In this respect, pursuant to the RFQ, the agency evaluated separate and distinct aspects of the quotations under the technical approach criterion and the staffing and management plan sub-criterion. See RFQ at 62-63. Specifically, the agency’s evaluation under the technical approach criterion did not take into consideration vendors’ proposed staffing levels, instead focusing on vendors’ approaches to perform the PWS tasks. Accordingly, in assigning Amyx a strength for its approach to perform the help desk services (under the technical approach criterion), the SSET reasonably did not evaluate the firm’s proposed staffing levels. On the other hand, as explained above, the RFQ required the agency specifically to evaluate vendors’ staffing plans under the staffing and management plan sub-criterion, which is where the significant weakness at issue was assigned. Thus, we find nothing objectionable with the fact that the agency both praised the firm’s overall technical approach to help desk and desk side support and, under a different criterion, identified a flaw with respect to the actual number of employees proposed to perform desk side support at SC-HQ. See Corps Solutions, LLC, B-409298.2, Aug. 21, 2014, 2014 CPD ¶ 244 at 7 (strength assigned for overall merit of proposed approach to exercise methodology was not inconsistent with weaknesses assigned for perceived lack of detail with respect to one type of exercise); Northrop Grumman Info. Tech., Inc., B‑290080 et al., June 10, 2002, 2002 CPD ¶ 136 at 4 n.3 (evaluation findings were not inconsistent where evaluation under different subfactors was based on different criteria).

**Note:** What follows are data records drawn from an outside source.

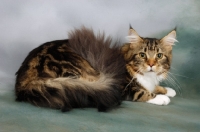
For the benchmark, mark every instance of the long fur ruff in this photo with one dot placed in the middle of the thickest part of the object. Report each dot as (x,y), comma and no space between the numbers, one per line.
(67,92)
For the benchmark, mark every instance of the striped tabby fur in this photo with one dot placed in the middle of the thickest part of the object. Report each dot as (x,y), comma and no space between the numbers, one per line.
(91,71)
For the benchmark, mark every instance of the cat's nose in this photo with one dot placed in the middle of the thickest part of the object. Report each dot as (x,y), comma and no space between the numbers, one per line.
(151,64)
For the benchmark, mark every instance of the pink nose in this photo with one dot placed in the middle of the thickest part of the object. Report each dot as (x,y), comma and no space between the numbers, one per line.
(151,64)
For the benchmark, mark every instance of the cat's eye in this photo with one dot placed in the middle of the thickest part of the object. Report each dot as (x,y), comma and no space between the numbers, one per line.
(142,55)
(159,55)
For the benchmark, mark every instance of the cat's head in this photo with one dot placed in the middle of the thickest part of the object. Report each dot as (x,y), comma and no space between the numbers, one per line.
(145,55)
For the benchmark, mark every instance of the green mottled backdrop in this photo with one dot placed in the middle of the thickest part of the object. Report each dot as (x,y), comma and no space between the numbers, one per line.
(26,24)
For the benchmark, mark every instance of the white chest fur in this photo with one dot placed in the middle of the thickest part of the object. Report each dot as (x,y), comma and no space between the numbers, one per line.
(149,80)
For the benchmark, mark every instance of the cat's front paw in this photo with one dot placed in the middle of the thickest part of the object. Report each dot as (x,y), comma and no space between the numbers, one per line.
(160,100)
(170,92)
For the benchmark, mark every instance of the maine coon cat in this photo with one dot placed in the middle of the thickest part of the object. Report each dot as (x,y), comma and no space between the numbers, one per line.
(89,70)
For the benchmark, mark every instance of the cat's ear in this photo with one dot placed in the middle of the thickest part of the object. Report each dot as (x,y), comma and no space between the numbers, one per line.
(169,40)
(133,38)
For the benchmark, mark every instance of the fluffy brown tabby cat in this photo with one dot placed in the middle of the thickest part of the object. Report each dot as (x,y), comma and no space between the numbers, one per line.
(90,71)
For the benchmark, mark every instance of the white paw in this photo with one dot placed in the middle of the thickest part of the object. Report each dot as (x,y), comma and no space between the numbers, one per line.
(160,100)
(170,92)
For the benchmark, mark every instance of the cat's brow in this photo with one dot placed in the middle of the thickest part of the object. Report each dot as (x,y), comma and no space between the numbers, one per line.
(151,44)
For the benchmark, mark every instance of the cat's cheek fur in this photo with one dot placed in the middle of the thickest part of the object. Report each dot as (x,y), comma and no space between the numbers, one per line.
(159,100)
(170,92)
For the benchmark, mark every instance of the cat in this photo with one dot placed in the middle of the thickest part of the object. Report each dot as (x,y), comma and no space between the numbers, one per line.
(89,70)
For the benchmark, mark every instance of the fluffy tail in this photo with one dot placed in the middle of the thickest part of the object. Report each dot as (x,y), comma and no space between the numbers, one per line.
(68,93)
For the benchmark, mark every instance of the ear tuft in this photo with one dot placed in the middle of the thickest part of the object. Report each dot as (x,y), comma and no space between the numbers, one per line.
(170,39)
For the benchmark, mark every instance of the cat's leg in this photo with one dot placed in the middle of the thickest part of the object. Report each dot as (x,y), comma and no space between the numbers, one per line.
(143,95)
(166,91)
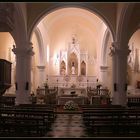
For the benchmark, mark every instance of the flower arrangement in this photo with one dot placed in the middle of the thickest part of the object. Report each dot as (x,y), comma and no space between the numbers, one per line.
(70,105)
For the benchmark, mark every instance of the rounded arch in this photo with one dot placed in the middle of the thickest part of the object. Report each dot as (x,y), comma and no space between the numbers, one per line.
(122,35)
(19,23)
(73,5)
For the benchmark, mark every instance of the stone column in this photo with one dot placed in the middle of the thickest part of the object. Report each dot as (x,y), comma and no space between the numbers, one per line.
(119,71)
(103,73)
(41,75)
(23,72)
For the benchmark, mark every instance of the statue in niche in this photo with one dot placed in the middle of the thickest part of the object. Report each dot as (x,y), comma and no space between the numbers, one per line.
(73,68)
(63,68)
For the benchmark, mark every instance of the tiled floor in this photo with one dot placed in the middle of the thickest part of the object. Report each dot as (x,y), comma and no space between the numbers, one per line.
(67,125)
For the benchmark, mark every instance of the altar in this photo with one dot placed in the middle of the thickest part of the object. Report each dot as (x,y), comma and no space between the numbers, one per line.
(77,99)
(69,91)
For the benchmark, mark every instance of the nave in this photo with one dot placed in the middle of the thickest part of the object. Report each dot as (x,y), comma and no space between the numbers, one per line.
(46,121)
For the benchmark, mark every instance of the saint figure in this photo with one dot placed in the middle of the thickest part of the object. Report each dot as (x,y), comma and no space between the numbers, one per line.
(73,68)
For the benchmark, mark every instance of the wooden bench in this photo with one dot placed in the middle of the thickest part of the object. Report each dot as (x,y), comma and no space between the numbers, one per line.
(115,121)
(27,121)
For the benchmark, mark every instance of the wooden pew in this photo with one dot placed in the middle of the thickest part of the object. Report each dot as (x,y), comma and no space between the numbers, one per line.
(113,121)
(28,121)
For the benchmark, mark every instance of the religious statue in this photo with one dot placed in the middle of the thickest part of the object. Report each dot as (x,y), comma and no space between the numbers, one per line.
(73,68)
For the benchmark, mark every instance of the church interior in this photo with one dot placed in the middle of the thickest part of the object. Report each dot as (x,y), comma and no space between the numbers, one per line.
(69,69)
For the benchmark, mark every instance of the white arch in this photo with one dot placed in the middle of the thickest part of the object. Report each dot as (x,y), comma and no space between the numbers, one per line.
(74,5)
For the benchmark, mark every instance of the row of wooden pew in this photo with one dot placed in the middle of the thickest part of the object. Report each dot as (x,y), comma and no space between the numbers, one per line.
(112,120)
(26,120)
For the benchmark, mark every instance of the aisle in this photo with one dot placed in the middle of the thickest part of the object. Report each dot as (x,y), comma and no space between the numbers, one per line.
(67,125)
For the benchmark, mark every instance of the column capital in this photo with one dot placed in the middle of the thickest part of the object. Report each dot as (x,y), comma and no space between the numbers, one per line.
(23,51)
(117,50)
(103,68)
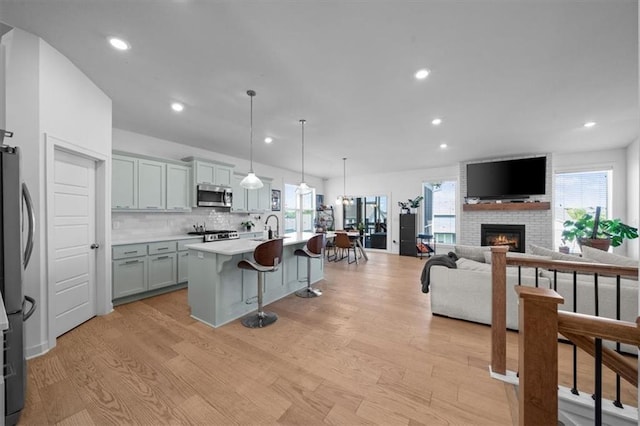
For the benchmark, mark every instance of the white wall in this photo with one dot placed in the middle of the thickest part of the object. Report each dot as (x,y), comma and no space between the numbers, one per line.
(47,95)
(400,186)
(138,143)
(633,196)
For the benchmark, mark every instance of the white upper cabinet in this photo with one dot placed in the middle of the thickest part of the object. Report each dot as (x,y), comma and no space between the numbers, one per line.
(178,187)
(146,184)
(205,172)
(124,185)
(239,203)
(152,181)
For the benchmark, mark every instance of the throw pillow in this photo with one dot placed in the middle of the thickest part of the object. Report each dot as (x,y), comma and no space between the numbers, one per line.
(601,256)
(472,252)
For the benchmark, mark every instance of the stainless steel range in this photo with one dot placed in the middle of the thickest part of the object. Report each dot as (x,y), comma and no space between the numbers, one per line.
(211,235)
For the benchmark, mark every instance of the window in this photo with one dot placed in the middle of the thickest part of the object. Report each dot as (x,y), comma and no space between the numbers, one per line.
(579,190)
(439,211)
(298,211)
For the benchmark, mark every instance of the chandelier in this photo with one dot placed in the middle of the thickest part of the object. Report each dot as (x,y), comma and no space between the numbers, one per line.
(344,199)
(251,181)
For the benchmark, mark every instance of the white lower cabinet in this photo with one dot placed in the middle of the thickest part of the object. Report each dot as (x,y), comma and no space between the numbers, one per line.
(129,276)
(141,269)
(183,266)
(163,270)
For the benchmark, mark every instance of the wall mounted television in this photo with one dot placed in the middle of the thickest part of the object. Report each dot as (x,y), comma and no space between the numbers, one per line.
(507,179)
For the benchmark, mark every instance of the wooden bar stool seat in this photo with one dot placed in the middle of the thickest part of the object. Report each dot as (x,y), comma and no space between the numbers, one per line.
(267,257)
(312,250)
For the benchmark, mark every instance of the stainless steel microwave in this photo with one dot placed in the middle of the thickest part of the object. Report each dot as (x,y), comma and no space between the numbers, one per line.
(214,196)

In sum, we find reasonable the SSET’s assignment of a significant weakness on the basis that Amyx proposed insufficient staffing to successfully provide desk side support at SC-HQ. We also find unobjectionable the SSET’s determination that Amyx’s quotation exhibited some risk under the staffing and management plan sub‑criterion and demonstrated a satisfactory understanding of the contract requirements. While the protester’s arguments reflect its strong disagreements with the agency’s conclusions, they fail to provide a basis to sustain the protest.

Technical Approach

Next, Amyx challenges the agency’s evaluation under the technical approach criterion. Amyx asserts that its quotation deserved a higher rating under the criterion. Amyx also argues that it was unreasonable for the SSET to assign the same ratings to its quotation and 22nd Century’s given the “clear advantages” of Amyx’s quotation. Supp. Protest at 12. We disagree.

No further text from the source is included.